Twitter stock is down to $44 after Jack Dorsey announced his exit.

After Jack Dorsey made his exit from Twitter ( (TWTR) - Get Free Report) public, shares of the company are down — from $54 at the start of the month to $44.47 at close on Monday.

But while the uncertainty around where the company will head under the new leadership of Parag Agrawal plays a role in current numbers, that's not the only reason the social media platform's share price has fallen. Drops in user engagement have left Twitter stock floundering. Shares fell by 20% in the last year and are now back to around the same price that they were when the company went public in 2013.

Can Twitter Grow?

While some market watchers have hypothesized that Twitter has reached its limit for growth as a company, others believe the current downturn offers a valuable buying opportunity. 

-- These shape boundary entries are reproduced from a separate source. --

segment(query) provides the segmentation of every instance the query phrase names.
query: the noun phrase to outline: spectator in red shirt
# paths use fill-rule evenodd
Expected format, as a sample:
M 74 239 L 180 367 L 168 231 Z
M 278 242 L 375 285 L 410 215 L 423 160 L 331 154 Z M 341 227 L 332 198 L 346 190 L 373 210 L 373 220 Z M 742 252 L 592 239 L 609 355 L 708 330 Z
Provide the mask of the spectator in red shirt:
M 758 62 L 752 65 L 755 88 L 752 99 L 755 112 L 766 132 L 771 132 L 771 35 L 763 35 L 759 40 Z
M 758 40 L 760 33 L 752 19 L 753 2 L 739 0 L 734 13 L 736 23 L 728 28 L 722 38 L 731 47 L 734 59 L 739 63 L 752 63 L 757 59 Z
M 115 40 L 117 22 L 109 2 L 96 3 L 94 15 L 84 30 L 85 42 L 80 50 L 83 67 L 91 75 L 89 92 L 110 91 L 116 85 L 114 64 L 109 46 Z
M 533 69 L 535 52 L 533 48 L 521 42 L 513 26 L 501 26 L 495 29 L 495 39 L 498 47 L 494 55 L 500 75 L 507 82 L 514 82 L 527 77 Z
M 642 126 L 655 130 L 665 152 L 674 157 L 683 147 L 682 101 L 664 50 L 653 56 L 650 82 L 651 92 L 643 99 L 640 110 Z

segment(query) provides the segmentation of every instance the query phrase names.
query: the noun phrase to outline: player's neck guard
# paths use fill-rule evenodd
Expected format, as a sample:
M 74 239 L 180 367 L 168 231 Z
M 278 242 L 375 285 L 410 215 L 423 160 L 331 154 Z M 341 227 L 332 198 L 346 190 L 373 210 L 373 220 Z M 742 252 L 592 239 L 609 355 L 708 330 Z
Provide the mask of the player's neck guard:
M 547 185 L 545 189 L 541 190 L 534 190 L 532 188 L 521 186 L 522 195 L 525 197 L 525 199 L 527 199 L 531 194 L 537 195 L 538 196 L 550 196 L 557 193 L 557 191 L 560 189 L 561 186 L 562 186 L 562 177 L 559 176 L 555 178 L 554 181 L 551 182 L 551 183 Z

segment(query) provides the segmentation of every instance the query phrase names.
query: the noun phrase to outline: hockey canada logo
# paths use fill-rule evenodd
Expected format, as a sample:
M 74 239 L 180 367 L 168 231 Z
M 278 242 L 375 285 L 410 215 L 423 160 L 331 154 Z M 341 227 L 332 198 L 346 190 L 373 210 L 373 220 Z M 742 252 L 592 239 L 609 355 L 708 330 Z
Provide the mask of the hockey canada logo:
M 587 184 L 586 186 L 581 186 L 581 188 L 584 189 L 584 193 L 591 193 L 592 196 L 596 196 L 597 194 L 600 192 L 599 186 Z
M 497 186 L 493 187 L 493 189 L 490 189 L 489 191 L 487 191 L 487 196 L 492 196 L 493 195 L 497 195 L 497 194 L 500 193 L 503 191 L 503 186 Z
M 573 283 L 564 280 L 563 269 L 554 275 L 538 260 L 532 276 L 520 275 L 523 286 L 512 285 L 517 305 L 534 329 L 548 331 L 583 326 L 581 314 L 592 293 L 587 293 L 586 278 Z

Elliot Turner, chief investment officer at RGA Investment Advisors, told Barron's that new product launches and company goals to reach 315 million active users by 2023 make the company poised for another explosion in value.

"This is a strategically significant platform, and by all objective measures it’s actually cheap," Turner said. 

Recently reaching as low $42.07, Twitter trades at 4.5 times the $7.5 billion in revenue expected for 2023. Other Twitter initiatives, such as the audio forum Spaces, are growing increasingly popular but may take more than one earnings period to show in the numbers.

A FactSet tally predicts revenue increases of 40% to $5.1 billion this year, 20% to $6.2 billion in 2022, and up to $7.5 billion in 2023.

"If you've followed Twitter's stock for eight years, it's mostly been a frustrating ride," Brad Ginesin wrote for TheStreet's RealMoney. 

"With the share's pricey metrics, it's often sentiment-driven and unloved, especially relative to other social media darlings. Yet, there have been key buying opportunities along the way."